Sangha Prohibits Prominent Monk From Public Speech

By The Irrawaddy 31 March 2015

RANGOON — A prominent Buddhist abbot has reportedly been banned indefinitely from giving public sermons by the State Sangha Maha Nayaka Committee, also called the Mahana, Burma’s highest religious authority.

A letter bearing the Mahana’s official insignia and signed by one of its members circulated on social media announcing that Ashin Pyinna Thiha, commonly referred to as Shwe Nya Wah Sayadaw, is no longer authorized to give public religious talks because he “is not acting as Dhamma teacher.”

Labeling the monk, who is the abbot of the Shwe Nya Wah Monastery in Rangoon’s Hmawbi Township, as “disobedient”, the letter urged state and divisional governments to enforce the ban as local Sangha committee members recommend.

One of his disciples told The Irrawaddy that the monastery has not been directly informed of the ban from the Mahana but that the abbot is aware of the new restrictions and has been subject to similar prohibitions in the past.

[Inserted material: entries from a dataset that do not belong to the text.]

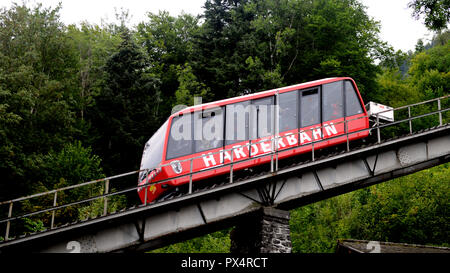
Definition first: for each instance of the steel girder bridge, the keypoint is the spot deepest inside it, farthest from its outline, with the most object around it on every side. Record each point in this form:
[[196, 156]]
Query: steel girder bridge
[[204, 210]]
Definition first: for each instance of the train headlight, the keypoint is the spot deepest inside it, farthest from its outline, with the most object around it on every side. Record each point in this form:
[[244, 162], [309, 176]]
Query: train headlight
[[176, 166]]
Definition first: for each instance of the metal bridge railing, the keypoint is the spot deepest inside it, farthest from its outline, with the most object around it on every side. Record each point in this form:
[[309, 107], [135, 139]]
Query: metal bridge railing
[[274, 153]]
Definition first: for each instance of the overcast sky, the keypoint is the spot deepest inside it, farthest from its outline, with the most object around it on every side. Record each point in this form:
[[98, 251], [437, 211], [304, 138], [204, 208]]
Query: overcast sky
[[398, 28]]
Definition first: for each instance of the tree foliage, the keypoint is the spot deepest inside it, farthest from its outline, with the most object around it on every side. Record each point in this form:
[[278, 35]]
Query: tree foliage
[[79, 102], [436, 12]]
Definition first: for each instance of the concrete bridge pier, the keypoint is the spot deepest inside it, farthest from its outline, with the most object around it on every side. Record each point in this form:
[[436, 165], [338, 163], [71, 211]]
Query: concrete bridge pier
[[266, 231]]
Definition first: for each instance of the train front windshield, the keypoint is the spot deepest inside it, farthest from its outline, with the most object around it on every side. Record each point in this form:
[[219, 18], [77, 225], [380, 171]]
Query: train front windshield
[[153, 150]]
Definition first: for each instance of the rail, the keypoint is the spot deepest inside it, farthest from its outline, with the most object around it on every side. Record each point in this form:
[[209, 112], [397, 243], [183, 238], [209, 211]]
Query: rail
[[274, 160]]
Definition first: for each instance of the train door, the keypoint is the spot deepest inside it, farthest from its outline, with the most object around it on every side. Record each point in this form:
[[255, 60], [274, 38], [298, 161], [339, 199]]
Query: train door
[[355, 115], [333, 112], [310, 117], [262, 128]]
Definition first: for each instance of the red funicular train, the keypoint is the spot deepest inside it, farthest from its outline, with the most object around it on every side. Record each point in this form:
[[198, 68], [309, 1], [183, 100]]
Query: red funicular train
[[208, 136]]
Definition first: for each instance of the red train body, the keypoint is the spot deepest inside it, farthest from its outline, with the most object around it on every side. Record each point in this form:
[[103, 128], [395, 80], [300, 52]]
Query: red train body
[[294, 116]]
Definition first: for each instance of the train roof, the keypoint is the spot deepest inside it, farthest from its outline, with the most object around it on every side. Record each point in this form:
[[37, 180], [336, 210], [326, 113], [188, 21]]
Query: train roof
[[258, 95]]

The announcement followed a recent complaint by Rangoon Division Sangha members that the abbot was delivering sermons unrelated to Buddhism. Ashin Pyinna Thiha is widely known as an outspoken monk who often speaks publicly about politics and is close with Burma’s leading opposition party, the National League for democracy (NLD).

The abbot has provided material assistance to student demonstrators, and some of his recent Dhamma talks have openly criticized a recent crackdown on the movement in central Burma that resulted in many injuries and more than 100 arrests. He has also provided assistance to several monks who were injured by police later found to have used white phosphorous against demonstrators in Letpadaung in 2012.

The 47-member Mahana has banned him from giving public sermons in the past. In February 2011, he was banned from public speaking for one year shortly after meeting with then-US Secretary of State Hillary Clinton. He said at the time that he did not know if the ban was related to their meeting, but that the council had increased pressure on him since.

He has also been denied permission to give Dhamma talks in some areas by divisional religious affairs departments. A talk scheduled for Nyaung Zin village in Dawei’s Tayatchaung in February was cancelled on those grounds.

The abbot enjoys a broad support base among the rural population, poor laborers and students, and is known for his long-standing sympathies toward Burma’s political opposition.

He recently told Radio Free Asia that he felt he was being targeted by the Mahana, which is government-appointed and strongly supportive of other Buddhist figures that have the backing of the government.